W. H. Auden (1907-1973) est avec T. S. Eliot (1888-1965) l'une des deux grandes figures qui dominent la poésie anglaise du XXe siècle. Ils semblent, a priori, diamétralement opposés. Tandis qu'Eliot, né Américain, viendra vivre en Europe et deviendra finalement citoyen britannique, Auden suivra un parcours inverse en allant vivre aux États-Unis en 1939 et en adoptant la nationalité américaine en 1946 – avant de revenir en Europe pour de nombreux séjours.

Sur le plan idéologique, tout semble séparer les deux hommes : le jeune Auden s'identifie à la gauche marxiste et rejoint les républicains en Espagne, tandis qu'Eliot se définit comme un conservateur. Pourtant, Auden prendra ses distances par rapport à ses premiers engagements et s'orientera vers des positions beaucoup plus modérées. Son retour en 1940 à l'anglicanisme de son enfance, prélude à son évolution vers un existentialisme chrétien, n'est pas sans rappeler, à certains égards, la conversion anglicane d'Eliot en 1927, même si le christianisme représentait des orientations différentes pour les deux poètes. Enfin, dernière analogie et non la moindre : tout en étant passionnés de poésie, ils s'intéressaient tous deux beaucoup au théâtre et au drame poétique, à la fois comme créateurs et comme critiques. La publication de La Mer et le Miroir d'Auden vient nous le rappeler.

Cette édition bilingue permet d'apprécier les talents des deux traducteurs qui, confrontés à une tâche difficile, ont préféré, parfois, rendre le rythme d'Auden plutôt que son sens précis, surtout dans les parties poétiques aux formes très concises. Ils ont aussi réalisé un travail utile d'édition critique, Bruno Bayen signant l'avant-propos, et Pierre Pachet la postface, suivie d'une chronologie et d'une bibliographie.

Le poème dramatique d'Auden, composé de 1942 à 1944 et publié d'abord à New York en pleine guerre, en 1944, n'est pas seulement un commentaire de La Tempête de Shakespeare, comme le laisse croire modestement son sous-titre. Anticipant sur les constructions ludiques du postmodernisme, Auden nous propose une suite à la pièce, un supplément, une réécriture, une mise à distance, une parodie, bref ce que l'on pourrait décrire comme une « broderie » poétique et critique autour de La Tempête.

Pourquoi avoir choisi cette pièce pour réfléchir sur l'illusion dramatique et la magie de la création ? Parce que ces thèmes-là sont au cœur même de La Tempête, la dernière pièce de Shakespeare, qui est très connue, souvent jouée, et que l'on considère comme son « testament ». Elle a, de plus, une valeur particulière pour Auden, puisque, à l'âge de 15 ans, il a joué le rôle de Caliban dans une représentation organisée par son lycée. Une vingtaine d'années plus tard, la pièce l'habite toujours et il voit dans La Mer et le Miroir « mon ars poetica, tout comme je crois que La Tempêteest celui de Shakespeare ».

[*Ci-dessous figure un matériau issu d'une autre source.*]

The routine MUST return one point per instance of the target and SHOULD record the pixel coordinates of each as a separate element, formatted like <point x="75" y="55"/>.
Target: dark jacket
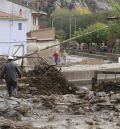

La Préface donne la parole à l'entrepreneur du spectacle qui s'adresse aux critiques. Le chapitre I, « Prospero à Ariel », revient sur les adieux du magicien à son esprit aérien qui l'a aidé dans ses entreprises. Apparaît alors un écart essentiel par rapport à la pièce : Prospero forme avec son serviteur un couple fondé sur la dépendance mutuelle, et presque pervers, car il est sans doute responsable de la dégradation de Caliban.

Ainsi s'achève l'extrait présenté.